Tobacco Free Gallatin
Everywhere...By Everyone...At all times
Bozeman Public Schools-Gallatin County, MT
Department of Public Health & Human Services Montana Tobacco Use Prevention Program

They don't have a choice...you do.
Consider the following powerful facts regarding secondhand smoke and children:
Children are especially sensitive to secondhand smoke. Asthma, lung infections, and ear infections are more common in children who are around smokers.
Some of these problems can be serious and even life-threatening. Others may seem like small problems, but they add up quickly: think of the expenses, doctor visits, medicines, lost school time, and often lost work time for the parent who must take the child to the doctor.
Secondhand Smoke is toxic!
Everyone has the right to breath clean air in workplaces and public places because secondhand smoke causes heart disease, cancer, and other illnesses.
Secondhand smoke has more than 4,000 chemicals. You breathe in these chemicals when you are around someone who is smoking.
Cancer Causing Chemicals:
All are extremely toxic...
Toxic Metals:
Can cause cancer, death, and damage the brain and kidneys...
Poison Gases:
Can cause death, affect heart and respiratory functions, burn your throat, lungs, and eyes, and cause unconsciousness...
Source: Centers for Disease Control and Prevention
Too Many Montanans Are Still Exposed to Secondhand Tobacco Smoke
New rearch, new urgency
New research on secondhand smoke and the heart shows that there are more severe and immediate health effects than we previously thought.
Secondhand tobacco smoke causes reactions in the heart very quickly. In as few as 30 minutes, secondhand smoke exposure can cause heart attacks for people at risk for heart disease.
Dr. Robert Shepard, Medical Director at New West Health Services in Helena, Montana and a well-known champion of Montana’s Clean Indoor Air Act cites over 50 epidemiology studies that demonstrate the effects of secondhand smoke on the human body.

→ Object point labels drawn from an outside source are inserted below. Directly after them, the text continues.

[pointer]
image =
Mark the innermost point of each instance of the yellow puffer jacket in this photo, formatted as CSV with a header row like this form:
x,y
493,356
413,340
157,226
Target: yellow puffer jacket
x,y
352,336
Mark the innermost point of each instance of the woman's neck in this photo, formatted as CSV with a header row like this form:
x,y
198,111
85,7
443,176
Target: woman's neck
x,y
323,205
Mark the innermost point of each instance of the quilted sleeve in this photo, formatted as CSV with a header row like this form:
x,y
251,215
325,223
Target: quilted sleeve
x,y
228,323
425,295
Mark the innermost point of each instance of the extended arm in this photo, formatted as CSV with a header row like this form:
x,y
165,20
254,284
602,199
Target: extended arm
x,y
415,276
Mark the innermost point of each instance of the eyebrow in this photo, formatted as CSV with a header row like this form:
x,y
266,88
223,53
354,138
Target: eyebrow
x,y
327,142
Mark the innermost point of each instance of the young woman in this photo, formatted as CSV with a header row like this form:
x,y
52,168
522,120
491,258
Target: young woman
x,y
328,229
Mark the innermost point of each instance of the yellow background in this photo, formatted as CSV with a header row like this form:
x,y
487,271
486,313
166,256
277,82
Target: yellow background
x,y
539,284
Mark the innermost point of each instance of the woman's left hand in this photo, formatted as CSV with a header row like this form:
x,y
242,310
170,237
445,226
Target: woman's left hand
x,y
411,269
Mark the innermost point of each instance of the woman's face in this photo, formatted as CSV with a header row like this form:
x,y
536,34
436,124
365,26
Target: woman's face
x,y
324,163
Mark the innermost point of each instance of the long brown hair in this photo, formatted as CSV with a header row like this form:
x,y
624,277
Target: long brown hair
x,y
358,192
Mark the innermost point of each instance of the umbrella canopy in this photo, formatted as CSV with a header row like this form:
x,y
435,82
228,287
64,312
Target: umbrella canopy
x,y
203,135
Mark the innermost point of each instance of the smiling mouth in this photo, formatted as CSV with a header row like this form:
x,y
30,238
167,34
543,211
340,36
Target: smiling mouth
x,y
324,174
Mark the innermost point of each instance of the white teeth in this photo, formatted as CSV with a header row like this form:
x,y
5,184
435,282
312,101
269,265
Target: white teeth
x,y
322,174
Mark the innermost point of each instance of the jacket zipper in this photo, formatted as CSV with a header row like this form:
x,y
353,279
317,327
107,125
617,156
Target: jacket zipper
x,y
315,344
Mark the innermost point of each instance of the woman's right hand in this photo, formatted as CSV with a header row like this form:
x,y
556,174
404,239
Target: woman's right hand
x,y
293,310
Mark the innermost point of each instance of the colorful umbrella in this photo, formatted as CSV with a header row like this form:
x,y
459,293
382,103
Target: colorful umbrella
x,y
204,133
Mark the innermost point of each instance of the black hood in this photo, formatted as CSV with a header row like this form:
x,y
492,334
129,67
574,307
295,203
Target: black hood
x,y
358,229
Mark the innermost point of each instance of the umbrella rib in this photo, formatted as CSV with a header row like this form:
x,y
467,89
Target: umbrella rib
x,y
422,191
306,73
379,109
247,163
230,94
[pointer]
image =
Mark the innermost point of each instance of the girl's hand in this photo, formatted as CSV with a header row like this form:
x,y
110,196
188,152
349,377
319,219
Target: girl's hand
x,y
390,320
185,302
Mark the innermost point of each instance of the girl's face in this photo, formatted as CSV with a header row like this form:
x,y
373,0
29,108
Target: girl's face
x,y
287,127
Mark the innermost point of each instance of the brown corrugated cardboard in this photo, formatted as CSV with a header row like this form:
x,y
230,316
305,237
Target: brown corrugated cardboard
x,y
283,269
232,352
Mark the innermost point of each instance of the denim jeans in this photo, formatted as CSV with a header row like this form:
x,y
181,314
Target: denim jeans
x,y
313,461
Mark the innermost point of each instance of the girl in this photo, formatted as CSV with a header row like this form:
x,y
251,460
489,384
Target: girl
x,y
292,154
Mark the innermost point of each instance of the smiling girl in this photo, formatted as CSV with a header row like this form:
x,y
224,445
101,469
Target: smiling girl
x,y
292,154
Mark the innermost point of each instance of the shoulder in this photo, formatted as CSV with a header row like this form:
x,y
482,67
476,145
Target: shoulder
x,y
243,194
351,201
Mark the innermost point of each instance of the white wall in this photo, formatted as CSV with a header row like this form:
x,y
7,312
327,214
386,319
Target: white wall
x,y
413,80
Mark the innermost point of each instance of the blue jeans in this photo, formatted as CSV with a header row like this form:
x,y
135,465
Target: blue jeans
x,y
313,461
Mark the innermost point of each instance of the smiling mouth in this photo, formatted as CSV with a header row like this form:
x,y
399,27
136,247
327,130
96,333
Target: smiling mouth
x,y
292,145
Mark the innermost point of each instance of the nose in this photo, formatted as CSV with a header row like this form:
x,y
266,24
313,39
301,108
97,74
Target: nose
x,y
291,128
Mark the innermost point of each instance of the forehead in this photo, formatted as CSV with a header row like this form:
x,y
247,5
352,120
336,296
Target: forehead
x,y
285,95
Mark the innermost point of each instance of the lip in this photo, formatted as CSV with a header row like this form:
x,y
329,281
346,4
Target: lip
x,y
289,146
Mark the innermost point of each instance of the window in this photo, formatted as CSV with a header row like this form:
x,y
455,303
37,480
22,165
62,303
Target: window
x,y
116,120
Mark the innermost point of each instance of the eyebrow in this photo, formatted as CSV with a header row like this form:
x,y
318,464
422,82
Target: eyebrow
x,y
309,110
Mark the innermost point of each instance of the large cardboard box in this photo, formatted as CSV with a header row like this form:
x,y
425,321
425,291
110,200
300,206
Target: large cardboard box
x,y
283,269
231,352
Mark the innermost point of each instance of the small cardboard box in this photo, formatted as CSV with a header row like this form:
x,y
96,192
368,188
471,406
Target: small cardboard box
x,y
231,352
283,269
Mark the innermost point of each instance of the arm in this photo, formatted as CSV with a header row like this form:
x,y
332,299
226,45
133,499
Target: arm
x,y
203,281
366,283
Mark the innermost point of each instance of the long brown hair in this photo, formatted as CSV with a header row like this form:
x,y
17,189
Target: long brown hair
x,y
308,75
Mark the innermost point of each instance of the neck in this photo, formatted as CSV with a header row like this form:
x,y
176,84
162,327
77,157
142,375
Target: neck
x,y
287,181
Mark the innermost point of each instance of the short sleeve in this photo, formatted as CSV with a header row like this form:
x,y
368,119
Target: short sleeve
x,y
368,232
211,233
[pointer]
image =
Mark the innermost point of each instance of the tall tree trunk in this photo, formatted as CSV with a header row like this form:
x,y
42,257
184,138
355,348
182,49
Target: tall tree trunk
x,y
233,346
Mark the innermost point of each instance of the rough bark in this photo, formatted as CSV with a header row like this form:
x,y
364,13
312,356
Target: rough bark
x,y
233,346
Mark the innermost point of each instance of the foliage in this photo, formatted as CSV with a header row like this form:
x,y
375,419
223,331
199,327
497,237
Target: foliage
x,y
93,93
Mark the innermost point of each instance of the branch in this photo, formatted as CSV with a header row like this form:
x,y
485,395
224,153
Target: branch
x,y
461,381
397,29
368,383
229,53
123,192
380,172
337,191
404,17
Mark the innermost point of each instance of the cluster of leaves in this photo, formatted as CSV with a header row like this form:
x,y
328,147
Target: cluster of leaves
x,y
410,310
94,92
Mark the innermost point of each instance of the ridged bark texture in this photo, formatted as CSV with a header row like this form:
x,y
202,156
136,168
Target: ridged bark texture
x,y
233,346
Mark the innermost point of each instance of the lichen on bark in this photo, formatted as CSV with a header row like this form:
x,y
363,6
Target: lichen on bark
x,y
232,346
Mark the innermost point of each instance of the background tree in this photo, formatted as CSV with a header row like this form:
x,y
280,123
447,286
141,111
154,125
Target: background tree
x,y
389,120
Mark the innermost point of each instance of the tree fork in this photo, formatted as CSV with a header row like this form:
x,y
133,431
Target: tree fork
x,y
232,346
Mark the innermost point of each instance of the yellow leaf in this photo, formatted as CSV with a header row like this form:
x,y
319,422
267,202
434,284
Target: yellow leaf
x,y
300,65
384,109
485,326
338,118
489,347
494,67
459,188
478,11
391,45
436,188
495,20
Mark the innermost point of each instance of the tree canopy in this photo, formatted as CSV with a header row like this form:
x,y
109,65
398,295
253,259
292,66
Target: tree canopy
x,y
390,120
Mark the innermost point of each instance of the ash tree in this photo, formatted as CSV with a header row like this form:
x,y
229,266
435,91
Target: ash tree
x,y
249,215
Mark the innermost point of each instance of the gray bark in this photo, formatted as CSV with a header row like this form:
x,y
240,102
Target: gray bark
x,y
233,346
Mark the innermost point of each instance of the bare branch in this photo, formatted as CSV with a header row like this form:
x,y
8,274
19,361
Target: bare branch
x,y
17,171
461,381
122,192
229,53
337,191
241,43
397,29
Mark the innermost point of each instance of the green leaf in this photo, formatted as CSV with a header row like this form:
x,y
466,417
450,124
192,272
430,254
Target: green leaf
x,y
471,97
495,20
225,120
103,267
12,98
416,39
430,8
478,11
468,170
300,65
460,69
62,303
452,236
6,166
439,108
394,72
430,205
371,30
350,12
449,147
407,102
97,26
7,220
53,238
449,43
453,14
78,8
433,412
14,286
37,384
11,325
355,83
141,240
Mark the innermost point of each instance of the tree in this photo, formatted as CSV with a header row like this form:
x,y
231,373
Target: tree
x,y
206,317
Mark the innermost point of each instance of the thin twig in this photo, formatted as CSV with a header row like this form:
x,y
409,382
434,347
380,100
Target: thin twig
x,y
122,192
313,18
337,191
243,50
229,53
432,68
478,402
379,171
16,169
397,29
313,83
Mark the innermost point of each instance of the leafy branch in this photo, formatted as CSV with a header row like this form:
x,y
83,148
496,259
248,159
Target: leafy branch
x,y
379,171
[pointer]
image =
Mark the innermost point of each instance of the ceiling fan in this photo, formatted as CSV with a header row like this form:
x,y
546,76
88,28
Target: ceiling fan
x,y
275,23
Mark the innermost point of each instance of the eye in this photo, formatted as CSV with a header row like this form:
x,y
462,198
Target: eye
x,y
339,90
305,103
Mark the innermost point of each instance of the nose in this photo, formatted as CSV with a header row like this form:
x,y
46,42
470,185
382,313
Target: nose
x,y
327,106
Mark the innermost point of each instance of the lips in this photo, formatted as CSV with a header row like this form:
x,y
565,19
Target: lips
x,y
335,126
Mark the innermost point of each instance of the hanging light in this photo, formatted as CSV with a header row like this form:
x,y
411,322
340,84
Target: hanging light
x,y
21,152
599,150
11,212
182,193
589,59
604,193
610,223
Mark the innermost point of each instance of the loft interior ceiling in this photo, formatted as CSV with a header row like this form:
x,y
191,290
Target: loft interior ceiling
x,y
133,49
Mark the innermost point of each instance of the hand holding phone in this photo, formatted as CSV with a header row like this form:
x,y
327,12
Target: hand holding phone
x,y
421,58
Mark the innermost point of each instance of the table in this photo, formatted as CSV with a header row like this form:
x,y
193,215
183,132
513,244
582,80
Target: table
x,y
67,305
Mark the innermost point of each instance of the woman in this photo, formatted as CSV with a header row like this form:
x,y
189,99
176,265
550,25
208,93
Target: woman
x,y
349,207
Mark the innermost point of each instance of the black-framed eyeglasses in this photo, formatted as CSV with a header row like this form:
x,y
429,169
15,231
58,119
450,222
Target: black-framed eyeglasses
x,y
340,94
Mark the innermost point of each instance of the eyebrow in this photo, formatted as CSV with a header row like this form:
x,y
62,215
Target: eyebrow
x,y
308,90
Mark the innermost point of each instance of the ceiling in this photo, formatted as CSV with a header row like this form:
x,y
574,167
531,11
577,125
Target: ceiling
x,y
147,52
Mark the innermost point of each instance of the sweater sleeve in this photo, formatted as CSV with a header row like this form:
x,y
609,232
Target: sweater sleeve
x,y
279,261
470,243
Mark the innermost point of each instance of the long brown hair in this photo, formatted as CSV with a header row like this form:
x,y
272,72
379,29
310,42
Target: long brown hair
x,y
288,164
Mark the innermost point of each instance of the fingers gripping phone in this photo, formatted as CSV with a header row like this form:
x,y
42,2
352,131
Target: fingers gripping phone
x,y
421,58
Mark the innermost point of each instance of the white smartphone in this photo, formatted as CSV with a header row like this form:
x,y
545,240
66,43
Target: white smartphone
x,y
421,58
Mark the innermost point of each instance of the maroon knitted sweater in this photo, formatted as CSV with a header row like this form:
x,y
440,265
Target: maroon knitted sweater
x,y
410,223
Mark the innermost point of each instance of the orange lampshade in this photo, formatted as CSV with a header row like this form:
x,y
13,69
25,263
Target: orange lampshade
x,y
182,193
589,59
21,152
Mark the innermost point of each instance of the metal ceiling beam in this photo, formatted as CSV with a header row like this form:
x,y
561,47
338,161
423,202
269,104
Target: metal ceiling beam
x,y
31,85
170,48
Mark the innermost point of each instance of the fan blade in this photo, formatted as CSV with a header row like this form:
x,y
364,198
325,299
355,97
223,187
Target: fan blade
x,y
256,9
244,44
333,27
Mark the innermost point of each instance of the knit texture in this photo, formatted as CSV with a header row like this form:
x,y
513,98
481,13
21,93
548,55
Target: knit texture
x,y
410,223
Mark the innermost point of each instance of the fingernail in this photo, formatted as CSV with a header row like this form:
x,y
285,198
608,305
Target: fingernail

Shepard has identified specific risks to the heart, which are magnified by secondhand smoke. These risks, in turn, increase the risk of heart attacks in non-smokers exposed to secondhand smoke.
Non-smokers, when exposed for 30 minutes to secondhand smoke, have platelets which look exactly like a smoker. They are activated and ready to create a clot. The clot is solid, the artery is too small, and the blood cannot flow; causing a heart attack.
Secondhand smoke also kills the cells lining the artery which control the ability of the artery to dilate and thus heightens the risk of spasms increasing the risk of a heart attack.
The message is loud and clear for those who will listen.
There is no safe level of exposure to secondhand smoke.
And until we reach the tipping point that protects all of us from secondhand smoke, an estimated 175 Montanans who never smoked will die each year from breathing someone else's tobacco smoke.